House of Lords refuse to interfere in an arbitration award

Wednesday 6 July 2005 at 11:47 pm | In News | Post Comment

Lesotho Highlands Development Authority-v- Impregilo SpA and Others [2005] UKHL
[ADR – arbitration – courts reluctant to interfere with arbitration findings – statutory interpretation]
D built a dam in Lesotho (Africa) for C. The parties took a dispute about additional labour costs to an arbitration tribunal in London. The Tribunal made an award in sterling and euros rather than the local Lesothan currency. Under the 1996 Act, a party may apply to the court challenging an award if the Tribunal has exceeded its powers.

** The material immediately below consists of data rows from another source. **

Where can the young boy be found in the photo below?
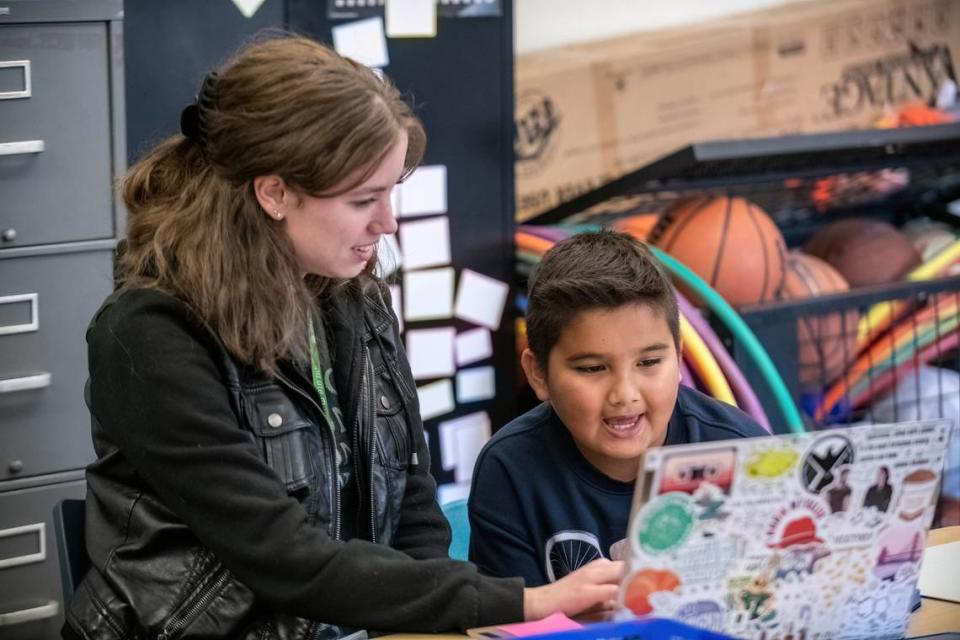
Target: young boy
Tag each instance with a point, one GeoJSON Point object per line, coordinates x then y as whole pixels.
{"type": "Point", "coordinates": [552, 489]}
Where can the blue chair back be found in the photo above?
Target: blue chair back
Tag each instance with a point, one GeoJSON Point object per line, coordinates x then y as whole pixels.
{"type": "Point", "coordinates": [456, 513]}
{"type": "Point", "coordinates": [68, 525]}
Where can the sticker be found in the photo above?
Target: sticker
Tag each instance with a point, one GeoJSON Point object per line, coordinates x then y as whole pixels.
{"type": "Point", "coordinates": [643, 584]}
{"type": "Point", "coordinates": [900, 549]}
{"type": "Point", "coordinates": [879, 493]}
{"type": "Point", "coordinates": [686, 472]}
{"type": "Point", "coordinates": [823, 459]}
{"type": "Point", "coordinates": [705, 614]}
{"type": "Point", "coordinates": [567, 551]}
{"type": "Point", "coordinates": [771, 464]}
{"type": "Point", "coordinates": [917, 494]}
{"type": "Point", "coordinates": [665, 523]}
{"type": "Point", "coordinates": [795, 525]}
{"type": "Point", "coordinates": [706, 560]}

However, International Chamber of Commerce (ICC) Rule 28.6 provides that all parties forego any right of appeal to the courts, except for a serious irregularity under the 1996 Act.

Held: Their Lordships refused to disturb the Tribunal’s award. They upheld the principle – of “great importance” – of minimal intervention in arbitration proceedings.

C won

Comment: The Act was examined textually. A high threshold was required for the courts to intervene in arbitrations. Lord Steyn adopted a purposive approach upholding that the 1996 Act was intended to promote one-stop adjudication. A major purpose of the 1996 Act was to reduce drastically the extent of intervention of courts in the arbitral process. “The Act has however given English arbitration law an entirely new face, a new policy, and new foundations. The English judicial authorities . . . have been replaced by the statute as the principal source of law. The influence of foreign and international methods and concepts is apparent in the text and structure of the Act, and has been openly acknowledged as such. Finally, the Act embodies a new balancing of the relationships between parties, advocates, arbitrators and courts which is not only designed to achieve a policy proclaimed within Parliament and outside, but may also have changed their juristic nature.”